Pub Date: Sept. 1st, 1991
ISBN: 0-7145-2909-5
Publisher: Marion Boyars

The US debut of a meganovel of the Old South by American expatriate Green, begun in 1934, put aside when Gone With the Wind appeared, completed in the 1980's and very successfully published- -more than 650,000 copies sold, we're told—in 1987 in Europe. The life and loves of beautiful Elizabeth Escridge, the 16- year-old English girl who comes to stay with her wealthy Hargrove cousins when her aristocratic father dies, are chronicled at a pace as languorous and enervating as a summer's day at Dinwood plantation, the Hargroves' Georgia home. Set in the years 1850-52, the possibility of war with the North is a pervasive subtext and handy dinner-party topic useful for alarming assembled guests and teaching Elizabeth more Southern history.

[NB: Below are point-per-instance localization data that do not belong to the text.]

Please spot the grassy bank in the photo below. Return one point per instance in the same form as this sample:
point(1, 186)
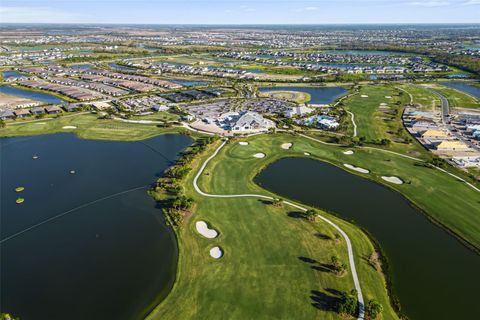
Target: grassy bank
point(378, 111)
point(88, 126)
point(264, 273)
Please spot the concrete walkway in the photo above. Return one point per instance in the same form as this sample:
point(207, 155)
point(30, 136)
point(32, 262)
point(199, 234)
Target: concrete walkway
point(356, 281)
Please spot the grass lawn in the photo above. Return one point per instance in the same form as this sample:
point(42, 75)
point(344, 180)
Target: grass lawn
point(294, 96)
point(261, 275)
point(425, 100)
point(376, 122)
point(456, 98)
point(88, 127)
point(159, 116)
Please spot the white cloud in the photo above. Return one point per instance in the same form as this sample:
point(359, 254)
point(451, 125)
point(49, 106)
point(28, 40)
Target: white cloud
point(306, 9)
point(35, 14)
point(430, 4)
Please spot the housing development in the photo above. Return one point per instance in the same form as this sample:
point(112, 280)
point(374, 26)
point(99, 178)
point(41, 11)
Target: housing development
point(239, 172)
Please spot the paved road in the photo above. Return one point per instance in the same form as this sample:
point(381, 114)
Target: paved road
point(356, 281)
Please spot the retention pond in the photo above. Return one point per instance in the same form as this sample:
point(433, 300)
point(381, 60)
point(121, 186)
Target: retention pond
point(88, 242)
point(434, 275)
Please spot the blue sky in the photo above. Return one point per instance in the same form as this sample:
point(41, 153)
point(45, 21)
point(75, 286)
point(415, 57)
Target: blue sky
point(240, 12)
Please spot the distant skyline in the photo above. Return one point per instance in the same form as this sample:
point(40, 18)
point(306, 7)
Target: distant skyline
point(239, 12)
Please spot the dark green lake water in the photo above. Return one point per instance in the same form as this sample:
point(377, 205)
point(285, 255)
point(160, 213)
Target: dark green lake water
point(110, 259)
point(317, 95)
point(434, 275)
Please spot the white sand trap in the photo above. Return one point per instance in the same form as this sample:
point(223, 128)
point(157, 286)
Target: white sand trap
point(216, 253)
point(395, 180)
point(205, 231)
point(286, 146)
point(358, 169)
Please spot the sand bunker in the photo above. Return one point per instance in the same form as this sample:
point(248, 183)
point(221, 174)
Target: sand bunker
point(216, 253)
point(205, 231)
point(286, 146)
point(392, 179)
point(358, 169)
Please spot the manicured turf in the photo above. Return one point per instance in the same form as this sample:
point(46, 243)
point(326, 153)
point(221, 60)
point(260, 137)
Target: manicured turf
point(456, 98)
point(261, 275)
point(88, 127)
point(294, 96)
point(443, 197)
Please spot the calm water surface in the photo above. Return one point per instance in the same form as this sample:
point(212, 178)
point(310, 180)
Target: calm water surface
point(465, 87)
point(33, 95)
point(12, 74)
point(318, 95)
point(110, 256)
point(434, 275)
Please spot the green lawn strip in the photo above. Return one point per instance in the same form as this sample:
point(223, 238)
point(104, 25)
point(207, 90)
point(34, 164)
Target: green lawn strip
point(424, 99)
point(375, 123)
point(445, 199)
point(260, 275)
point(88, 127)
point(158, 116)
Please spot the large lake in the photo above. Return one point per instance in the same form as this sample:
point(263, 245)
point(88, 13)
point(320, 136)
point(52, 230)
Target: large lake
point(434, 275)
point(32, 95)
point(111, 256)
point(318, 95)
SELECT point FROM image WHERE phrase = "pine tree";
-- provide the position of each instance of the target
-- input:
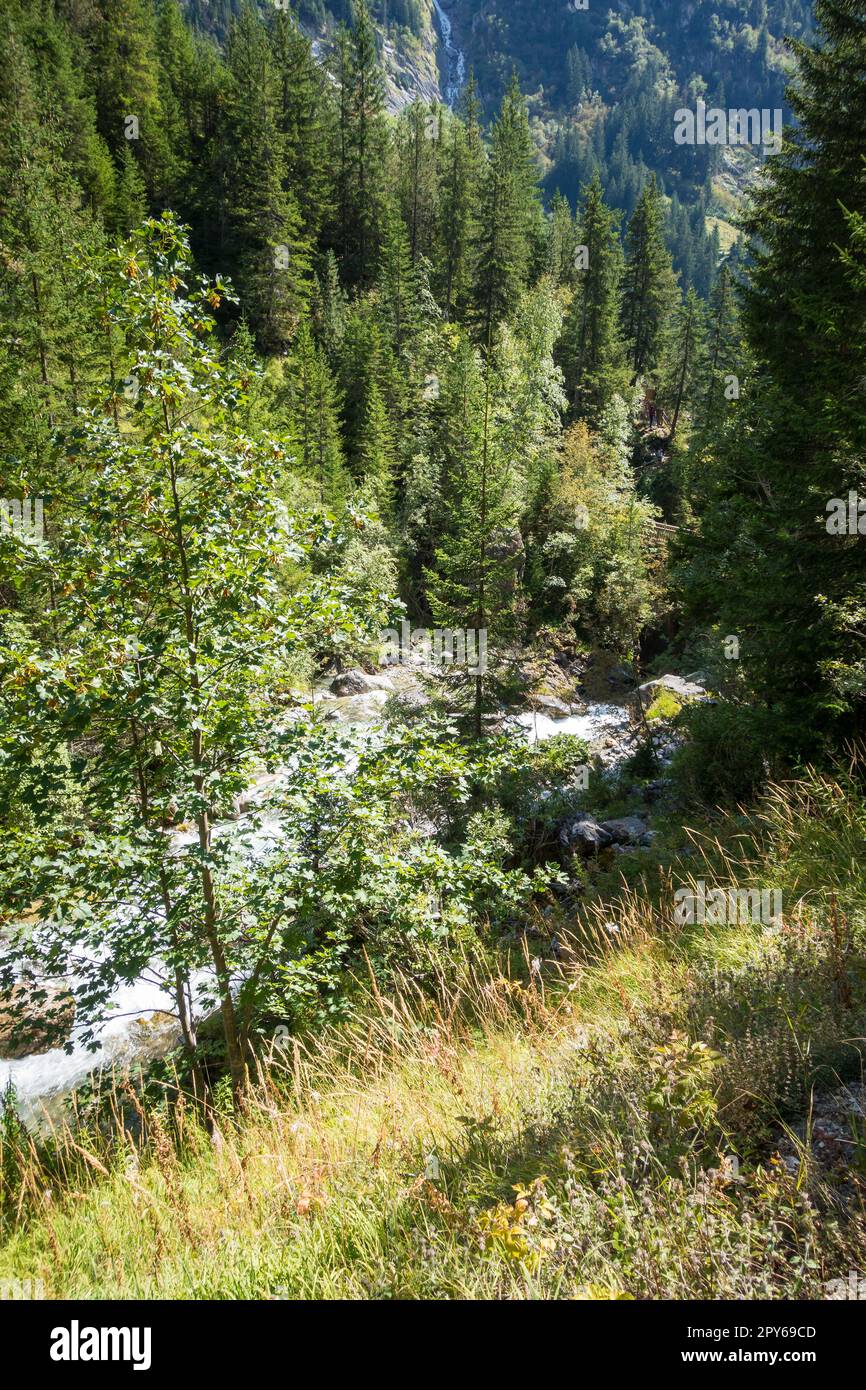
(460, 196)
(649, 285)
(471, 583)
(724, 349)
(270, 253)
(510, 223)
(305, 118)
(362, 148)
(592, 346)
(683, 364)
(314, 419)
(768, 563)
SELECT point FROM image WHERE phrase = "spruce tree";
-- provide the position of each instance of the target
(592, 346)
(649, 285)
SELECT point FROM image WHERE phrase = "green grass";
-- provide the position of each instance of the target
(563, 1133)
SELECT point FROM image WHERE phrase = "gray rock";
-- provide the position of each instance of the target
(551, 705)
(676, 684)
(357, 683)
(620, 676)
(626, 830)
(35, 1018)
(412, 702)
(584, 834)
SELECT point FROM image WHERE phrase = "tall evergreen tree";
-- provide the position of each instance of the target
(592, 346)
(649, 285)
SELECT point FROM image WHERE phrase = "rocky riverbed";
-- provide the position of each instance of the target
(141, 1025)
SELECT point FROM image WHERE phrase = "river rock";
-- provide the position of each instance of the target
(626, 830)
(34, 1018)
(620, 676)
(680, 687)
(551, 705)
(584, 834)
(357, 683)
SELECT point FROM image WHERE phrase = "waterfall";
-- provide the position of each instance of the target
(455, 59)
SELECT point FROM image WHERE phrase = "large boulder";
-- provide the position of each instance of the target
(357, 683)
(684, 690)
(584, 836)
(551, 705)
(626, 830)
(34, 1018)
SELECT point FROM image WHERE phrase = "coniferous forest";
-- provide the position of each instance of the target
(433, 783)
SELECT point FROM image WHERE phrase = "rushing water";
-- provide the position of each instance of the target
(455, 59)
(139, 1025)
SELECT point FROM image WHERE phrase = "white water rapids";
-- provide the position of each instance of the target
(139, 1025)
(455, 59)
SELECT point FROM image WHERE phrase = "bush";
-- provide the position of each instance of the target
(727, 754)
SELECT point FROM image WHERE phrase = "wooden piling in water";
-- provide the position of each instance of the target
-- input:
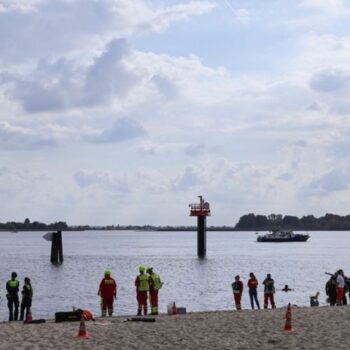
(56, 248)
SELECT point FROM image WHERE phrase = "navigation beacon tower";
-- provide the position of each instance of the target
(201, 210)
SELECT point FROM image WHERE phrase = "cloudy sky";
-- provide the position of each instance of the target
(122, 112)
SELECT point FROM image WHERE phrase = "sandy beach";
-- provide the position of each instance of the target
(313, 328)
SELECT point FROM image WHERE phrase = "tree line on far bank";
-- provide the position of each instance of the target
(328, 222)
(32, 226)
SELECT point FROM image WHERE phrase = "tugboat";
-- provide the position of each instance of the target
(283, 236)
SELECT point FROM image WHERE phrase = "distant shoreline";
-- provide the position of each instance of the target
(159, 229)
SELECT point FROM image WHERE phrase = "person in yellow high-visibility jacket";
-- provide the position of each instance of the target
(154, 285)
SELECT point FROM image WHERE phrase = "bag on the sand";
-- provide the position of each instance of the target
(40, 320)
(142, 319)
(68, 316)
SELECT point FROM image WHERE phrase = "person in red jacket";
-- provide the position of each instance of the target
(108, 292)
(142, 288)
(237, 289)
(253, 286)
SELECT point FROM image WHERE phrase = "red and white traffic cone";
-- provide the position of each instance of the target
(288, 324)
(29, 315)
(82, 329)
(174, 309)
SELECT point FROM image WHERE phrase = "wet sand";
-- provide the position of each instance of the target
(313, 328)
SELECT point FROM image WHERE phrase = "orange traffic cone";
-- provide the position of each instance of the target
(29, 316)
(82, 329)
(288, 325)
(174, 310)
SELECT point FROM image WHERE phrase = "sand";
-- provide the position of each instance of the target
(313, 328)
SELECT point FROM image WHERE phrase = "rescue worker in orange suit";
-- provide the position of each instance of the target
(12, 288)
(154, 285)
(237, 289)
(142, 288)
(108, 292)
(269, 291)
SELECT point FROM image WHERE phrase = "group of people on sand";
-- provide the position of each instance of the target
(269, 291)
(12, 295)
(145, 285)
(336, 288)
(252, 284)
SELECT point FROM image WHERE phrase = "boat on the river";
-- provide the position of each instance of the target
(283, 236)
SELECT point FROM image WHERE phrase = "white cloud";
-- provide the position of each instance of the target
(243, 16)
(17, 137)
(186, 181)
(102, 179)
(122, 130)
(336, 180)
(63, 84)
(80, 24)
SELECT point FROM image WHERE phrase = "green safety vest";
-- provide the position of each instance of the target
(143, 286)
(157, 283)
(13, 283)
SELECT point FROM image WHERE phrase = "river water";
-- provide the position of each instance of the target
(197, 284)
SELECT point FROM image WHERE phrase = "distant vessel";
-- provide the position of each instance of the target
(283, 236)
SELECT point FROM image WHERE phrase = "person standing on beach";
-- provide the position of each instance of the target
(108, 292)
(237, 289)
(12, 287)
(142, 288)
(27, 295)
(340, 287)
(253, 295)
(331, 290)
(154, 285)
(269, 291)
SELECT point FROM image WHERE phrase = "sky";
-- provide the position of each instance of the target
(123, 112)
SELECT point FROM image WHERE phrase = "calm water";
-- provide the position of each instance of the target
(196, 284)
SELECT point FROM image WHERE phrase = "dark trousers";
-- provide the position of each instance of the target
(254, 296)
(13, 302)
(25, 307)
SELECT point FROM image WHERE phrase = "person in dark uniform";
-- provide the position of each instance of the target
(27, 295)
(12, 287)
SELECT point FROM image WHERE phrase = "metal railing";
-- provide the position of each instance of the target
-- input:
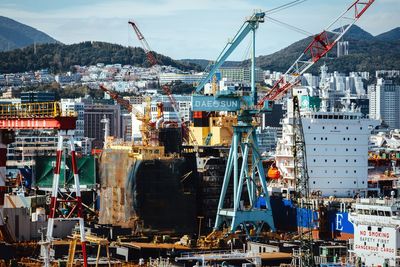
(33, 110)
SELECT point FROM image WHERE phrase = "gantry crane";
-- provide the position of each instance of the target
(244, 164)
(321, 44)
(251, 173)
(152, 60)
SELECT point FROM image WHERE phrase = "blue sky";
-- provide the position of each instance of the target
(188, 28)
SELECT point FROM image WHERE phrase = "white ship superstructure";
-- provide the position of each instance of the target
(376, 232)
(336, 147)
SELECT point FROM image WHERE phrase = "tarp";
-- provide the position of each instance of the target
(44, 171)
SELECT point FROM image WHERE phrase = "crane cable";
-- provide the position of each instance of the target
(272, 11)
(291, 27)
(283, 7)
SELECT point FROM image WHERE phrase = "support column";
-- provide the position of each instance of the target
(79, 200)
(3, 160)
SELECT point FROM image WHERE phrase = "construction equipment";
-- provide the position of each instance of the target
(244, 160)
(91, 239)
(165, 88)
(145, 128)
(247, 108)
(152, 60)
(48, 115)
(321, 44)
(302, 184)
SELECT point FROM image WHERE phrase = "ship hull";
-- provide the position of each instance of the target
(324, 222)
(151, 194)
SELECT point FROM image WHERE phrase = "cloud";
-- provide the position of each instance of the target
(183, 29)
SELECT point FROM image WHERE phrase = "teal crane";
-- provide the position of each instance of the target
(244, 164)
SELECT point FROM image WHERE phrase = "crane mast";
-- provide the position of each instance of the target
(152, 60)
(145, 45)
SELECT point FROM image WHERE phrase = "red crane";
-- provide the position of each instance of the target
(321, 44)
(145, 45)
(166, 89)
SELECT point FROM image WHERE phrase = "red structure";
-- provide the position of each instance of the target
(47, 115)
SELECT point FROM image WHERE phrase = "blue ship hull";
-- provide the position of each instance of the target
(326, 223)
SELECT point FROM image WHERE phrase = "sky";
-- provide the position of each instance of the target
(188, 28)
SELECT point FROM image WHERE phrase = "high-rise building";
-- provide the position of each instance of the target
(75, 106)
(241, 74)
(30, 97)
(385, 102)
(342, 48)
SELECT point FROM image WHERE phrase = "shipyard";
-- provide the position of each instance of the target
(112, 154)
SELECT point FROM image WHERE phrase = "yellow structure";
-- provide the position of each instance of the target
(218, 132)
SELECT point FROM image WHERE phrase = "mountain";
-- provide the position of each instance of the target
(17, 35)
(59, 57)
(366, 53)
(392, 35)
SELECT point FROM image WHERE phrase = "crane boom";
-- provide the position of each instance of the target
(320, 45)
(249, 25)
(145, 45)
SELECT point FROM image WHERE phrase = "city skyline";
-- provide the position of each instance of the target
(188, 29)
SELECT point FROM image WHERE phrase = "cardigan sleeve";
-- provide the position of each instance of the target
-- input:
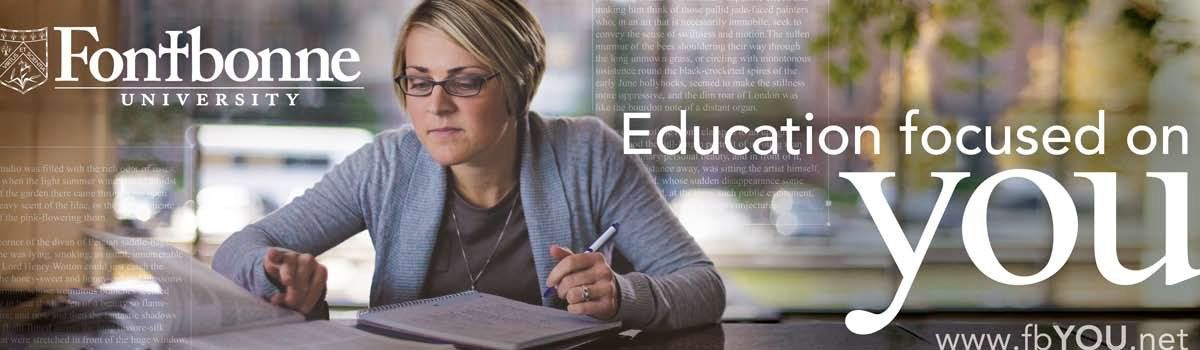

Meanwhile, there are oblique hints of family secrets and plantation mysteries: a fatal fire in Haiti, where the Hargroves once lived; a forbidden wood of the damned; and a resident Welshwoman who terrifies them all. Elizabeth, at first homesick, soon adjusts and falls in love with notorious Jonathan Armstrong, whom she barely speaks to but just knows she loves, as he does her, though he nevertheless marries wealthy Creole and former prostitute Annabel. Then, when wealthy Uncle Charlie from Savannah takes her to Virginia, Elizabeth falls in love with and marries his son Ned. Naturally, it can't and doesn't end well: Ned and Jonathan kill each other in a duel; Elizabeth bears a son of debated paternity; and the War between the States draws closer. The Distant Lands is no Gone With the Wind, no matter how many mint juleps and magnolias fill its pages. Too melodramatic, too stiff, with a heroine sans any redeeming panache or intelligence: a readable but less-than-riveting tome whose transatlantic popularity says more about them than us.